OH MY GOD. Sailors might hear poetry. Real men don’t read or listen to poetry, or pay any attention to song lyrics. It is not surprising at all that a moron like Tuberville lacks all music or prosody in his brain. Poor man.


  1. anthrosciguy says

    Sailors and poetry? I think they’ve heard some. “There once was a lass from Nantucket…”

  2. robro says

    Would Tommy Tupperware feel the same if the poetry was from the Bible? Some stoic admonitions from Ecclesiastes? Some saucy verses from Song of Solomons? I bet he would have a different take on that poetry being read on an aircraft carrier?

  3. nomdeplume says

    Should they have been broadcasting “Ride of the Valkyries” over the loud speaker?

    Another example of Trump brain rot.

  4. says

    Does little Tommy Tuberville object to our stalwart men of the Navy reciting poems while on aircraft carriers, writing poems while on aircraft carriers, or writing poems on the subject of aircraft carriers? All of the above? What a nitwit, and why do I have “In The Navy” by the Village People stuck in my head?

  5. says

    Among my father’s library I found two books of poetry. Both were written in WW2 for the troops fighting against Japan. They were light-hearted looks at the war accompanied by cartoon illustrations. More than a few of the poems mentioned thoughts of home. The woke man who owned those books served in the Royal Australian Air Force in world war 2. His first squadron was thrown into the desperate defense of Darwin in the early days of the war against Japan. His squadron flew lumbering twin-engine bombers on raids against Japanese bases defended by Zero fighters which outgunned and outflew them. Nearly 80% of the squadron was killed and they were reduced to two serviceable planes before they were moved south to assemble and deliver more bombers to other squadrons in Northern Australia. I inherited my love of reading and literature from my father. For their heroism and service in that early desperate battle the woke heroes of his squadron were the first foreign military unit to be awarded the US Presidential Unit Citation. Tommy Tumourville should wake up and stop denigrating the servicemen and women who put their lives on the line to defend his worthless hide.

  6. drsteve says

    If this all leads to the filthiest limericks our nation’s sailors can devise getting read in sad, solemn tones on the Senate floor it will all be worth it.

  7. Reginald Selkirk says

    Ironically, Tommy Potatao-head claims that attempts to make recruits feel valued and appreciated will somehow hurt recruiting.
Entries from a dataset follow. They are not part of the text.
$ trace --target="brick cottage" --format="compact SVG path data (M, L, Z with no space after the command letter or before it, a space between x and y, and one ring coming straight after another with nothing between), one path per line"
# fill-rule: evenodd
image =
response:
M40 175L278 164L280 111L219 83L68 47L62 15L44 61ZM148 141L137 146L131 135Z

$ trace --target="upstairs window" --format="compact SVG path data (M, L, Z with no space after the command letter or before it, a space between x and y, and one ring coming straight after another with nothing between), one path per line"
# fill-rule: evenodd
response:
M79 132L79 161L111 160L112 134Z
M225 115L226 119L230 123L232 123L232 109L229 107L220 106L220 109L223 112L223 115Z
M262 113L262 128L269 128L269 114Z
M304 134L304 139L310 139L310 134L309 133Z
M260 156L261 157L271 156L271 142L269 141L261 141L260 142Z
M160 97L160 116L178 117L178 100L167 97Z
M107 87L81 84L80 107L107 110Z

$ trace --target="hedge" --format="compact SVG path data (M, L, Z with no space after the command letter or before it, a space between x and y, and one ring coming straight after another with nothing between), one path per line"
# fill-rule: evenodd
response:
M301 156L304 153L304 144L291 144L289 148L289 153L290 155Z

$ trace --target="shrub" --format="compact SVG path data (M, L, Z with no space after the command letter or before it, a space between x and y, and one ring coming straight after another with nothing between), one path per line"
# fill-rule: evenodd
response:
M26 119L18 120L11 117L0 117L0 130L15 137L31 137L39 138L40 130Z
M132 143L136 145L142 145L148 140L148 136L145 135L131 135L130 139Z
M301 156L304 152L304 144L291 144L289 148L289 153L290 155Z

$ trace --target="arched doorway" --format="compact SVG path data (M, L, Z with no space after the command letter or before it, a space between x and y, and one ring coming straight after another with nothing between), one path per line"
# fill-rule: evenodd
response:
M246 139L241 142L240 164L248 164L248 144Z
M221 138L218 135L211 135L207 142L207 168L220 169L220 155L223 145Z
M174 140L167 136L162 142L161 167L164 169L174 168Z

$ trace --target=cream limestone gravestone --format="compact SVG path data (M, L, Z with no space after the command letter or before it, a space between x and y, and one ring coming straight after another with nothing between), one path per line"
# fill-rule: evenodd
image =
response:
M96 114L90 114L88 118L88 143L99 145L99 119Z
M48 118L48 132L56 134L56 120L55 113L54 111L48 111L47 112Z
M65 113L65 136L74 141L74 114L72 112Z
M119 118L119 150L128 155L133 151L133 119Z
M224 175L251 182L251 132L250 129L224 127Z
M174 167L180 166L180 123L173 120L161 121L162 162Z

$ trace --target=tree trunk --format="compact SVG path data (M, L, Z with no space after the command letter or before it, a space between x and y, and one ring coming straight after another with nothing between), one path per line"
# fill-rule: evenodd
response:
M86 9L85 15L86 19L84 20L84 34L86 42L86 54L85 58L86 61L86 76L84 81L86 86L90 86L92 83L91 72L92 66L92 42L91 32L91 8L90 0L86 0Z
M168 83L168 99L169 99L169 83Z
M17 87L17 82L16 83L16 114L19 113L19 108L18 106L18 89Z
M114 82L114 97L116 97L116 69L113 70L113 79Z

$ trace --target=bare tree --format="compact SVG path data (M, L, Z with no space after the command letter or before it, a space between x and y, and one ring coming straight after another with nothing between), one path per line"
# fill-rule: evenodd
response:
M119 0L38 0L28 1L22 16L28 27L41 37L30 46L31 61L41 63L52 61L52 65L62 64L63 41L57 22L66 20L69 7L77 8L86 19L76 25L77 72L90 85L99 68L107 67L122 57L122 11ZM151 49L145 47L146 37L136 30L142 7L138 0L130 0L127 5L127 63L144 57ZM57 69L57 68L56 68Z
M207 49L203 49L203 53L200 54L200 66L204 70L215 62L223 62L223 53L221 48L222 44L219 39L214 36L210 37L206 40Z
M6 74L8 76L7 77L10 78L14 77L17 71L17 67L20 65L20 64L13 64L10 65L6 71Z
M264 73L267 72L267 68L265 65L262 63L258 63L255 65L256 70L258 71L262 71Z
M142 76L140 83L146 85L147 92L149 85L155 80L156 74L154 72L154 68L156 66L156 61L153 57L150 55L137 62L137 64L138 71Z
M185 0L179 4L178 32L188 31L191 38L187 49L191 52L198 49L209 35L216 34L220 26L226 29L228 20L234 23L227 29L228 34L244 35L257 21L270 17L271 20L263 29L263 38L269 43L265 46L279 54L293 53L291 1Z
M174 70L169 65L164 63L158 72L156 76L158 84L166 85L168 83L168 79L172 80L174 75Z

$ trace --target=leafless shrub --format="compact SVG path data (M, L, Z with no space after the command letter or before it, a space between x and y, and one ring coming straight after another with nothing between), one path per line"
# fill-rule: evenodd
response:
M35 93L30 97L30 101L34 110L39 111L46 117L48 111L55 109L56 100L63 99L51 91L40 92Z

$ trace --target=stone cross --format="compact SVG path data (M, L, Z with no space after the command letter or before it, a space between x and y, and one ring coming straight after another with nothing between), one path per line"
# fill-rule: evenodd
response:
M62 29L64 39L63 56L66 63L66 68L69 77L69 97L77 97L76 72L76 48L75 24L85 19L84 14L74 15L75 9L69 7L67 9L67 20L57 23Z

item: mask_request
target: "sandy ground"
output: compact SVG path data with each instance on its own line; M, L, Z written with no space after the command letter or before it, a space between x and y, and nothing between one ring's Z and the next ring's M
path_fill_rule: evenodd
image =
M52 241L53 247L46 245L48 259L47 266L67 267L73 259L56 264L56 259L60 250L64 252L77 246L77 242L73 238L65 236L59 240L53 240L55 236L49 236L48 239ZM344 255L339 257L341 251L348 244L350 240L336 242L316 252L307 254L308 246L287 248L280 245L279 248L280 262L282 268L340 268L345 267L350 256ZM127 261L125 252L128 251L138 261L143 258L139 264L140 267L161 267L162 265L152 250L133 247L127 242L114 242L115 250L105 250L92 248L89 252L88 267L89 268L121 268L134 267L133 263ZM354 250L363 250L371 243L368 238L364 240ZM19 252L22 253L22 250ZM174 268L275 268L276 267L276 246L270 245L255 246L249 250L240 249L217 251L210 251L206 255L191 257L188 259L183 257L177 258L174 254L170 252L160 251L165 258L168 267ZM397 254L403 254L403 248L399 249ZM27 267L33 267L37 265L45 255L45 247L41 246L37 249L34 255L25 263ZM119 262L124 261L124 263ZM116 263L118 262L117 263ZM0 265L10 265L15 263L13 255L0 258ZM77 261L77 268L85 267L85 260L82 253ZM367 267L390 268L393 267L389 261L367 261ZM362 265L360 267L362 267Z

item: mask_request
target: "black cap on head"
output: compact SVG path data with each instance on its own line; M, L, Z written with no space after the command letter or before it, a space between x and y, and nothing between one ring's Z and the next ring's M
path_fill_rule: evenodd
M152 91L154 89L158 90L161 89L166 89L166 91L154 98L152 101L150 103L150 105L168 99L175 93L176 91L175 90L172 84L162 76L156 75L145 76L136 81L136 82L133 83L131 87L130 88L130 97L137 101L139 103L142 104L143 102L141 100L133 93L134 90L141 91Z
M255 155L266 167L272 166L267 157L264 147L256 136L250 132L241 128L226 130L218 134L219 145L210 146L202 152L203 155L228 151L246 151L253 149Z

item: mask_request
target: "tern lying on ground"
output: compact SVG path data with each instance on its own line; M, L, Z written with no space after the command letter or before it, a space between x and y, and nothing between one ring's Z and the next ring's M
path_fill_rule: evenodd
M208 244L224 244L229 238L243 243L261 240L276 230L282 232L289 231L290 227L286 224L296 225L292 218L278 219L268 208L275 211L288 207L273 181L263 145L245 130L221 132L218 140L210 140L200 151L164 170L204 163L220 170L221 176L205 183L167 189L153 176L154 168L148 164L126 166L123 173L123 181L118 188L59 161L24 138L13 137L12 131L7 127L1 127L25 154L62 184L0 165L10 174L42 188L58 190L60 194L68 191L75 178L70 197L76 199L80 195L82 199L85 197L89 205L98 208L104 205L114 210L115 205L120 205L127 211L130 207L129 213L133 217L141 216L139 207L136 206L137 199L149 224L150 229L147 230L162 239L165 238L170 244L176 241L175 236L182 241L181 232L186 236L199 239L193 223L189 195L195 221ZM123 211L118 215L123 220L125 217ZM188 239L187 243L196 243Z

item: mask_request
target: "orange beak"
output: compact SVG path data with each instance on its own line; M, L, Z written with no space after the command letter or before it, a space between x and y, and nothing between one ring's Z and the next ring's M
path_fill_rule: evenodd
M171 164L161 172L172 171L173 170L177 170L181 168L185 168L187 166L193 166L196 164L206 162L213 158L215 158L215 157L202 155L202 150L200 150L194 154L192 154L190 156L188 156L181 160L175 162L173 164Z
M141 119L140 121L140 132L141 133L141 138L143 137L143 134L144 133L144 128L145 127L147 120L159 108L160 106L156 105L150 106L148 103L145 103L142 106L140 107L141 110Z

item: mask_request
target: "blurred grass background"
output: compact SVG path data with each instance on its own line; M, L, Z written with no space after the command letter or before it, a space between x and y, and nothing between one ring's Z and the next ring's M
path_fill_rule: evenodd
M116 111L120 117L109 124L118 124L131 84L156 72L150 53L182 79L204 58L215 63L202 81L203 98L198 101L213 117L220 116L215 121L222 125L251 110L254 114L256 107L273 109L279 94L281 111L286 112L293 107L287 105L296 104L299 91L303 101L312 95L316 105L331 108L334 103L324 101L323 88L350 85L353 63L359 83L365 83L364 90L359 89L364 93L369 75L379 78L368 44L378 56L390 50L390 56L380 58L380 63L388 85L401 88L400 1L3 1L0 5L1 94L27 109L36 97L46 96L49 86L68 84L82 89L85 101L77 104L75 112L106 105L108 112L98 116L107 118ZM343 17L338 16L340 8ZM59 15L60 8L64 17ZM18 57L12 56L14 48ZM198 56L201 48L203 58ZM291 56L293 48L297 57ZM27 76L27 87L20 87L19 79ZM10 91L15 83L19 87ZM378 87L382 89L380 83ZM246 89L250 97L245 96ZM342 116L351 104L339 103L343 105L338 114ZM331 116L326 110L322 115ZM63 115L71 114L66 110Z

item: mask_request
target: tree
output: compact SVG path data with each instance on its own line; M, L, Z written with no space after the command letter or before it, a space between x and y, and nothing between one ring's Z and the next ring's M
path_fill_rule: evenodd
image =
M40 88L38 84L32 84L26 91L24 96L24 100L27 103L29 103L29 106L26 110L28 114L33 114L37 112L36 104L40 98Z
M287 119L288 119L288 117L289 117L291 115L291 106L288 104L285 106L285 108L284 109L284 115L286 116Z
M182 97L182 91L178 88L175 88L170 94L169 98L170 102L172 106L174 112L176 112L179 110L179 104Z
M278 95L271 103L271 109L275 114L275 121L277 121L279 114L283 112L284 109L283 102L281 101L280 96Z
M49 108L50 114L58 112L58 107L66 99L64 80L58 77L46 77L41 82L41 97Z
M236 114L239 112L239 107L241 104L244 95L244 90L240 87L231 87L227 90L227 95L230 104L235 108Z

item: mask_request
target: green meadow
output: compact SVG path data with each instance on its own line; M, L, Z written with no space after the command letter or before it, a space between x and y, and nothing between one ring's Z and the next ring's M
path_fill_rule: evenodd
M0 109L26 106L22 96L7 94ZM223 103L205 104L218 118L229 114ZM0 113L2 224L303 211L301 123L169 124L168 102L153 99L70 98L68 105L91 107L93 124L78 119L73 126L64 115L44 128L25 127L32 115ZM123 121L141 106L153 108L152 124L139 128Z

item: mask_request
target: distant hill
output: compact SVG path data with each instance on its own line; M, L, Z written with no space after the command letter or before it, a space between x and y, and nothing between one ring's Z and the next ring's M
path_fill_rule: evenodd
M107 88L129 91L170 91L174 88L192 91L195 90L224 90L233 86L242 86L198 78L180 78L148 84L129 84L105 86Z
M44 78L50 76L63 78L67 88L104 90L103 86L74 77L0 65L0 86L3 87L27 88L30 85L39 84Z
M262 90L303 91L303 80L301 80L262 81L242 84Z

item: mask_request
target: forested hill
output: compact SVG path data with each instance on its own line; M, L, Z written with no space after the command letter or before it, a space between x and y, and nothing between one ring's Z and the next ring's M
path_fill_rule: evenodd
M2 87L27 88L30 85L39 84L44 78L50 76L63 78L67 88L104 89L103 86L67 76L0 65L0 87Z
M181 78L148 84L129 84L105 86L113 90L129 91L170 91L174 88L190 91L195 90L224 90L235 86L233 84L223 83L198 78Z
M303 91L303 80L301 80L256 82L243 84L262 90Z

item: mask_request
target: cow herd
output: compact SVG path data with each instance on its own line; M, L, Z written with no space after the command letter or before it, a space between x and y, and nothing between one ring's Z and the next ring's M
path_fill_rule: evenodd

I guess he is worried about offending the bigoted thugs he would like the military to be populated with.

  8. gijoel says

    he needs to get to building ships; he needs to get to recruiting;

    He would if you’d have pulled your finger out, jackass. Obviously Tommy is stonewalling in order to get something else, anyone know what it is, or is he this stupid?*

    *If you have to ask you already know.

  9. fredbrehm says

    I wonder what he thinks of composing song lyrics on a navy vessel. Would he have complained about Francis Scott Key?

  10. wzrd1 says

    fredbrehm @ 11, I suspect he’d only want poetry written in Russian, like all of his fellow far right brethren.

  11. wereatheist says

    How cute. An American Taliban. OK, the real Taliban were more preoccupied with music and dancing (but did destroy poetry books as well).
    I guess his version of Jesus loves what he does.

  12. Akira MacKenzie says

    Patton was notorious for publishing maudlin poetry. Is this backwoods jock questioning the manliness of one of the right’s favorite military psychopaths?

  13. Tethys says

    I really need the SE states to stop electing utter idiots to public office. I am not at all shocked that this fool thinks poetry is “woke”, and probably thinks the military is 100% manly male menz with women recruits allowed to be clerical staff.

    Maybe someone should tell him that the category of poetry includes music and The Pledge of Allegiance?

    Alternatively, maybe he would be satisfied that our military isn’t too woke by reading some 1000 year old Norse poetry over the loudspeaker? Old Norse is a rather harsh and guttural language, and conveniently has many poems about blood and battle in its corpus.
    There is a rather good one which is about Valkyries deciding fate and weaving a victory banner using human skulls for weights and guts for warp.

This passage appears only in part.